New York

Second New York Starbucks Store Votes to Unionize

Starbucks is evaluating its options and may appeal, a spokesperson for the company said

Lindsay DeDario | Reuters

A customer exits a Starbucks in Buffalo, New York, U.S., December 7, 2021.

A second Starbucks store near Buffalo, New York, has voted to unionize, one of a growing number of the coffee chain’s stores seeking to organize workers.

Workers at the store, in the suburb of Cheektowaga, voted 15-9 in favor of representation by Workers United, an affiliate of the Service Employees International Union. The National Labor Relations Board confirmed the vote Monday.

Starbucks is evaluating its options and may appeal, a spokesperson for the company said. The company has 10 business days to file an appeal to the full labor board. If the appeal is denied, it must bargain with the union.

Last month, Starbucks workers voted to unionize workers at a store in downtown Buffalo, making that store one of the first to unionize in Starbucks’ 50-year history. But at the time, the outcome of union elections at two other area stores _ in Cheektowaga and Hamburg _ were unclear. The union and Starbucks both challenged the eligibility of some voters.

Union spokesman Richard Bensinger said Monday that the labor board had sided with the union and rejected the votes from six workers who had only briefly worked at the Cheektowaga location. Bensinger said the results from the Hamburg store remain undecided.

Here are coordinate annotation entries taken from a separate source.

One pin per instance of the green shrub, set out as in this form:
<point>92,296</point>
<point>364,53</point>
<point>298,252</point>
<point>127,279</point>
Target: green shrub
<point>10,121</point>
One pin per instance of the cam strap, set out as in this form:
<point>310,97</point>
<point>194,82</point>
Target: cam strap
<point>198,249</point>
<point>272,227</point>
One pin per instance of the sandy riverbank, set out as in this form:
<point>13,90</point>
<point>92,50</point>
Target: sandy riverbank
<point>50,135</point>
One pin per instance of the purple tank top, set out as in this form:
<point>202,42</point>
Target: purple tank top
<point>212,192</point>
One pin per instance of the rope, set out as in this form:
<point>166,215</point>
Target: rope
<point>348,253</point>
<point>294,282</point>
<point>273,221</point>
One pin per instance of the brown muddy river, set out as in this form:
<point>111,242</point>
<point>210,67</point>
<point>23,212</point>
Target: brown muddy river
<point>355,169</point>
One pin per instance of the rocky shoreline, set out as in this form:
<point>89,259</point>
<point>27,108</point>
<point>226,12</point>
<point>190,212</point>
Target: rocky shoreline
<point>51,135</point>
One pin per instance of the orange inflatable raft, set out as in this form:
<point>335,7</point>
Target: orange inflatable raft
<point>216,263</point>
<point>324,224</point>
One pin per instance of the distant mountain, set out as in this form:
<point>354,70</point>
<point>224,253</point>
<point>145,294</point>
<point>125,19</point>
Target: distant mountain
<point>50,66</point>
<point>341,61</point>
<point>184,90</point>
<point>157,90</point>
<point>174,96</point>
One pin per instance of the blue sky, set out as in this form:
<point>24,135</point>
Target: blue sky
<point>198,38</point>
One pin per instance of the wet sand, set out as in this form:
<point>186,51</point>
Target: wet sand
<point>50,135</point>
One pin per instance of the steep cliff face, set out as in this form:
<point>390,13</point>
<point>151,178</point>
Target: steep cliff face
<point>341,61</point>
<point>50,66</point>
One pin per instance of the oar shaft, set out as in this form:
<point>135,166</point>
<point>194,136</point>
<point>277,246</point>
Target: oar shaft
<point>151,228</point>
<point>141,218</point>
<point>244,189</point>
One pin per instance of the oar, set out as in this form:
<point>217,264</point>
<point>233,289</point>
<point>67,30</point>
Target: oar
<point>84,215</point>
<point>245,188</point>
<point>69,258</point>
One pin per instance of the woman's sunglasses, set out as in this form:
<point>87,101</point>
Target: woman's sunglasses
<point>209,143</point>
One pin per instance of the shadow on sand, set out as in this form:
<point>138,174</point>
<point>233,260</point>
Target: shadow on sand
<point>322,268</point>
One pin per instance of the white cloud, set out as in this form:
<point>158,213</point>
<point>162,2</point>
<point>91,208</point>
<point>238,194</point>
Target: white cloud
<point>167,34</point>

The union victory last month has set off a wave of interest in unionization at other Starbucks locations. Individual stores in Massachusetts, Arizona, Oregon, Illinois, Colorado, Tennessee and Starbucks’ home city of Seattle have petitioned the labor board for union elections. Three additional stores in Buffalo are also seeking union votes.

Starbucks is giving workers a raise, as restaurants nationwide are struggling to find enough people to serve customers.

Starbucks owns more than 8,000 stores in the U.S.

Starbucks says its stores function better when it works directly with employees, not through a third party. But the company has said it will begin the bargaining process with the downtown Buffalo store.

“The vote outcomes will not change our shared purpose or how we will show up for each other,” Starbucks Executive Vice President Rossann Williams said in a recent letter to employees.

Lexi Rizzo, an shift supervisor at the Cheektowaga store, said it was an emotional day for workers who backed the union.

“Finally, the partners feel we have a voice at our workplace,” she said in a statement distributed by Workers United.